Sunday, June 10, 2012

THE WAR GAME (1965)


Country: U.K.
Genre(s): Documentary / Science Fiction / War
Director: Peter Watkins
Cast: Michael Aspel / Peter Graham

Plot
Following a Soviet nuclear attack, England deals with death, devastation, chaos, and disease.


What I Liked
A hard to categorize film chronicling the results of an imagined nuclear war based on scientific facts and conjecture, “The War Game” does not follow standard dramatic structure but instead presents itself as something between either a school documentary or a television report.  There’s not much to enjoy about this movie, but of course that’s not the point.  Made at the height of the cold war, this is both a warning of the destructive power mankind has unleashed upon itself and an expose of just how poorly prepared the British were for such an event, should it happen.

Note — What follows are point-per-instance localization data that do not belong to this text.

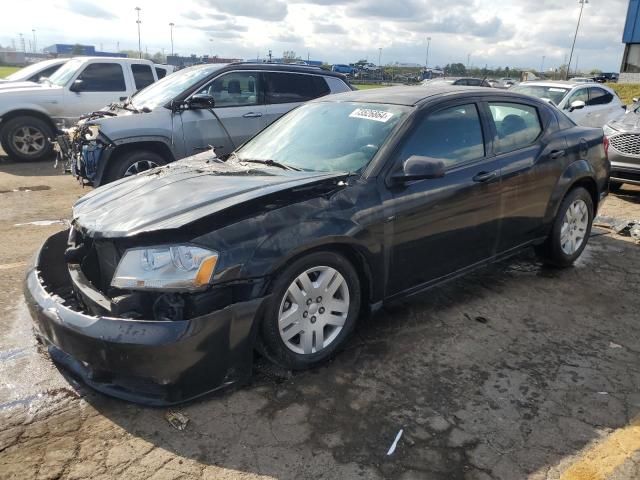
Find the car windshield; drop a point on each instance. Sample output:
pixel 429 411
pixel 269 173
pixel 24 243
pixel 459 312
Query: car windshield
pixel 62 76
pixel 555 94
pixel 165 90
pixel 326 136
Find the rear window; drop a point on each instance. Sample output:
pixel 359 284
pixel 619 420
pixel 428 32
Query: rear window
pixel 294 87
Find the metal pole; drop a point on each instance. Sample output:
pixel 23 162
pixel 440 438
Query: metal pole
pixel 171 27
pixel 139 43
pixel 581 2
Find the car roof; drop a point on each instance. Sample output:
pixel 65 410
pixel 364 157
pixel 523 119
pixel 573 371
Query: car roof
pixel 414 95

There is running commentary throughout the film’s length, part of it giving true facts about international politics, the dangers of nuclear war, and the British disaster plan in place for possible nuclear war.  The other part concerns description of the fictional events acted out before the camera, a supposition of exactly how the horrors would unfold.  There are also interviews with the English public, some apparently real and others staged.  The obvious intention of acting out all the trauma of a potential nuclear attack is to bring the threat to life for the British people, have them witness the piles of bodies, the break-down of government, the onset of disease, and the destructive firestorms in their own cities.  Many of the sights remain teeth-grittingly disturbing today, particularly those portraying the deformed, maimed, or psychologically traumatized survivors.


What I Disliked
While the scenes chronicling the post-attack events are indeed chilling, from what I’ve read on the bombs that went off in Hiroshima, they still do not account for the true gore and annihilation of nuclear attack with sufficient visual accuracy.  Still, these are better done than the rather hokey depiction of what happens during the blast itself.  While the commentating accurately describes what would happen, the scenes on screen are obviously staged and the special effects unconvincing.  They make the blast seem more like a very bright flash followed by a mediocre earth quake.  One scene has a family hiding under a small table in their kitchen while the house shakes and a tea cup falls to the floor and shatters.  It doesn’t exactly drive the truth home with the same level of intensity as the later scenes concerning the aftermath.


Most Memorable Scene
Toward the close of the film, we see homeless survivors huddled together in a mass, many of them with scarred and burned faces, still others with mangled or disfigured limbs.  All appear without hope, love, or faith.  They are clearly starving, thirsty, sick, and in some cases on death’s doorstep.  They look into the camera accusingly, staring back through the TV screen at the viewers who have the opportunity to avoid such a catastrophe.  This is the most moving part of the film, the human cost.  For, as the film points out earlier, quoting Nikita Khruschev without giving him credit, “The survivors would envy the dead.”